The unique structural features of the *M. tuberculosis* cytochrome *bd* oxidase, specifically the disulfide bond in the Q-loop and the MK-9 binding site, offer new avenues for drug development. The disulfide bond-mediated rigidity of the Q-loop likely inhibits the canonical quinol oxidation pathway. The MK-9 binding site near heme b₅₉₅ suggests a possible alternative electron transfer pathway. Inhibitors could potentially target the Qc-PL8 interaction, the oxygen-conducting channel, or the MK-9 binding site. Further research is needed to elucidate the detailed mechanism of MK-9's role in electron transfer and its potential as a drug target. The conservation of these features among Actinobacteria suggests that these findings might have broader implications for targeting related pathogens.

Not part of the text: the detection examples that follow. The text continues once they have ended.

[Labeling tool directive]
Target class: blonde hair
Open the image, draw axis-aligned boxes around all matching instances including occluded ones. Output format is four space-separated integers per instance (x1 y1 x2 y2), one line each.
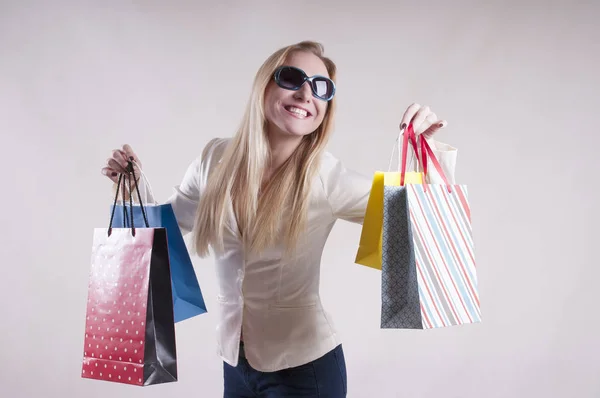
194 41 336 257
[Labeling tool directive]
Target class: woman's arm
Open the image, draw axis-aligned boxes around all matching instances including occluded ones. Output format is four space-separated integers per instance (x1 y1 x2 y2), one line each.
322 140 457 224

This study provides the first high-resolution structure of the *M. tuberculosis* cytochrome *bd* oxidase, revealing unique structural features like a Q-loop disulfide bond and a novel MK-9 binding site. These findings offer promising targets for developing highly specific anti-tuberculosis drugs. Future research should focus on characterizing the mechanistic role of the MK-9 binding site and exploring the potential of disrupting the Qc-PL8 interaction to inhibit enzyme function.

While the study provides detailed structural insights, it does not fully elucidate the precise mechanistic role of the MK-9 binding site in electron transfer. Further functional studies are needed to confirm the hypothesis of an alternative electron transfer pathway bypassing the Q-loop. The study focuses on the *M. tuberculosis* enzyme, and the generalizability of these findings to other mycobacterial species needs further investigation.